It sounds simple and, for the most part, it is. But for Nikolishin, whose natural instinct is to focus on defense and passing to his wingers -- the traditional way Russian centers are trained to play -- the duty has been stressful. Nikolishin, who set a career high with 14 goals for Hartford in his first full season (1995-96), spent the bulk of his summer training on mental and physical exercises aimed at curbing his tendency to seek out a teammate when approaching the net.
After years of chiding from coaches -- including a long-running bet with assistant coach Tim Hunter based on Nikolishin's shots-on-goal total -- Nikolishin said he is steadfast in his determination to look for his shot more frequently this season and test goalies more regularly. So far, so good. Nikolishin has taken 16 shots on goal through the first eight games of the season and has two goals in the last three games; last season he scored in only one of his first 12 games.
"That's what I worked on all summer long," Nikolishin said. "I tell myself I've got to shoot more and work on my shot. I just concentrate on doing more stuff with my shooting, trying to change my mind from passing to shooting. Some drills, but more mental stuff.

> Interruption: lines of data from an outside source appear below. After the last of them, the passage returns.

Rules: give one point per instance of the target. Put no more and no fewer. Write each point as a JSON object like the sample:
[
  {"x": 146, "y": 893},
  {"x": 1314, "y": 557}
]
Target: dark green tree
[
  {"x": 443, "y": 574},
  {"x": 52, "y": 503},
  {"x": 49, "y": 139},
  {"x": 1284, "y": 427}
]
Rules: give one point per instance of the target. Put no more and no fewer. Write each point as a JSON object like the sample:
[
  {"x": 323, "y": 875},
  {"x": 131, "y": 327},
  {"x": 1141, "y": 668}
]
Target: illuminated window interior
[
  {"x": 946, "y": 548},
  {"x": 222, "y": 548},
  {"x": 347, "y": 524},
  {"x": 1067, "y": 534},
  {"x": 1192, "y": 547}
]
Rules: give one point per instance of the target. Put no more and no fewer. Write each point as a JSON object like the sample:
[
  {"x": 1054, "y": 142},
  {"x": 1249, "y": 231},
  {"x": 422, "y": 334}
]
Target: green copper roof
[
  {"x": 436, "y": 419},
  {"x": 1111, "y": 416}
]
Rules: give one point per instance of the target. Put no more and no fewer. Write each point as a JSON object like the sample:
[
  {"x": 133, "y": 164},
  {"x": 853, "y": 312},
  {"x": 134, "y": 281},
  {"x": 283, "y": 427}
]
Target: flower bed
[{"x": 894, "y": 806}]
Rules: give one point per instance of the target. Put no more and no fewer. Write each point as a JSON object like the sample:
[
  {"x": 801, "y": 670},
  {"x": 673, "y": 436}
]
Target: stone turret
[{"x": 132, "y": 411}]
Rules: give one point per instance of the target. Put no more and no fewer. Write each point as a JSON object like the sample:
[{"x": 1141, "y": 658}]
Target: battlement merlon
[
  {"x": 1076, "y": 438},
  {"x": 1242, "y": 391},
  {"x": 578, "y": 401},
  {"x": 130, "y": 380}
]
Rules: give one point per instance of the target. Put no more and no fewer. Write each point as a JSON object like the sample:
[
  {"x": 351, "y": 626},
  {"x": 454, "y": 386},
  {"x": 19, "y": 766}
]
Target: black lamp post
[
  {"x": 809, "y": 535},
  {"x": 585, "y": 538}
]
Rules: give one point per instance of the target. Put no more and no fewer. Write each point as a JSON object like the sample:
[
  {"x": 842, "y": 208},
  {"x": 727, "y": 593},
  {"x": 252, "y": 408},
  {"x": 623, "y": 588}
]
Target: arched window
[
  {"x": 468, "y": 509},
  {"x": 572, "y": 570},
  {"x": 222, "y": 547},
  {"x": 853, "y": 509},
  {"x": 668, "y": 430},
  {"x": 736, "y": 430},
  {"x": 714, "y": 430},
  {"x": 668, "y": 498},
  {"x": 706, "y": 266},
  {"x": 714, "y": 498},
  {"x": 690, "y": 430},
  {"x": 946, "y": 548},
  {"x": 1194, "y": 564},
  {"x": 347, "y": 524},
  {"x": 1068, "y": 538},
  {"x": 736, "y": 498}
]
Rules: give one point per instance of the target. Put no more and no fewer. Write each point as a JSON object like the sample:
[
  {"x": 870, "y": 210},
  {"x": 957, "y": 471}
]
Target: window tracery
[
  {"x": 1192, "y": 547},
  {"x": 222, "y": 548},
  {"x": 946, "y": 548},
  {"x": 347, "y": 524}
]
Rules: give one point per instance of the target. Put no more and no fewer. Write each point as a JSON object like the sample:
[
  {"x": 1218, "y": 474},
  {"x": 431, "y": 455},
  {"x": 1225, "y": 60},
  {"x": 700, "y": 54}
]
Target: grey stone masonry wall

"If I have a 50-50 opportunity to shoot or pass the puck, I'm definitely going to shoot right now. Years ago, I would pass it most of the time, but now I try to put more shots on the net. It's more dangerous and you can always get a rebound."
Thus far, Nikolishin, 28, has been a man of his word. A few weeks ago he appeared to make a breakthrough, as twice he held the puck on a two-on-one, firing at New York Rangers rookie goalie Dan Blackburn both times. The seeds of change began last season, when Nikolishin produced 145 shots on goal in 81 games (and 13 goals), up from a mere 98 shots in 1999-2000. While he lacks the potent scoring ability of Jaromir Jagr and Peter Bondra, Nikolishin is learning to think more like a scoring threat, an important step in his evolution.
"Oh, yeah, I think I can score more goals," Nikolishin said. "Peter always tells me to shoot, and if you shoot you will score. Look at guys like Peter and Jags, they average like three or four shots a game. That's the point; if you're going to shoot more you're going to score more."
The July acquisition of Jagr, winner of the last four scoring titles, gives each of the Capitals' two offense-minded lines a top weapon (Jagr and Bondra have scored more goals than any NHL players since the start of the 1993-94 season). Nikolishin has spent most of the last two seasons centering Bondra but has clicked lately with Trevor Linden and Dainius Zubrus, and is tied for the team lead with a plus-4 defensive rating.
Teams can no longer focus their defensive energies primarily on that line, with Adam Oates and Jagr teaming on another line. Thus, the opportunities for Nikolishin to create offense should be greater than ever. However, as is true of any center in Coach Ron Wilson's system, the priority is to aid the defensemen in the offensive zone while the wingers attack the corners and the net.
"We've asked him to shoot the puck more, but he also has defensive responsibilities," Wilson said. "With the way we play, it's important he moves the puck and gets it up the ice with speed, so we can play up-tempo. And he will continue to utilize one of his strengths, which is to play defensively. What his numbers are is totally up to Niko and him moving the puck around."
Nikolishin posted 38 points last season, his highest total in five seasons
with Washington and the most since 1995-96, his first full NHL season.
The Capitals acquired Nikolishin for defenseman Curtis Leschyshyn in November
1996 and he finally notched a double-digit season goal total with the team
in 1999-2000. While management realizes Nikolishin's worth is primarily
in his upper-body strength and ability to check the many huge centers in
the Eastern Conference, squeezing a bit more offense out of him would be
a pleasant bonus. Nikolishin knows it could happen. One shot at a time.